[Haskell-cafe] Splitting Hairs Over Terminology

P. R. Stanley prstanley at ntlworld.com
Mon Feb 26 22:17:21 EST 2007


>>I'm assuming that the ":" function takes two arguments and returns
>>a newly constructed list which is assigned to the variable holding/ 
>>pointing to the old list.
>
>First part correct, second quite wrong --- Haskell doesn't have
>destructive assignment in the general case.  There are special cases,
>such as IORefs and MVars and TVars, but Haskell puts restrictions on
>how you go about using such impure operations.

You know, as soon as I posted the message I remembered the 
destructive  assignment thingummy. the following is what I was talking about:
Prelude> 13:[1, 2]
[13, 1, 2]
which I don't believe has an address in the memory, correct?

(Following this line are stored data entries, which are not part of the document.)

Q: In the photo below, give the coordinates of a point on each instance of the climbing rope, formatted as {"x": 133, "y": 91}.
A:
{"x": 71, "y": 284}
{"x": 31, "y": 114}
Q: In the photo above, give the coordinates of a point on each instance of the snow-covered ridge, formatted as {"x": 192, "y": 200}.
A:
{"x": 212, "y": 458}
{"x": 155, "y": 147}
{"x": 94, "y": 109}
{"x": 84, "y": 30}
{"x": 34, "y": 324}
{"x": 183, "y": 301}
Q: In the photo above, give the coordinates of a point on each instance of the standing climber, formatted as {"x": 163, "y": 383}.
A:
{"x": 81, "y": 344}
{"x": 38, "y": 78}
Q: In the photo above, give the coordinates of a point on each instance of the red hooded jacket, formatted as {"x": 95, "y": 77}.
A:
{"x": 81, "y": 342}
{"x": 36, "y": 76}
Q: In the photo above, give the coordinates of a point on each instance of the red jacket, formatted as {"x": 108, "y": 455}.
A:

Back to the comma, surely, syntax sugar fulfills the role of an 
operator, a function, or a sequence of low-level procedures, either 
in part or comprehensively.
In C, for example, iteration could be implemented using the if 
construct with the dreaded goto command. So, strictly speaking, the 
while loop could be classed as syntax sugar. Yet, the while loop is a 
well-recognized construct in its own right.
I hope you can see what I'm driving at.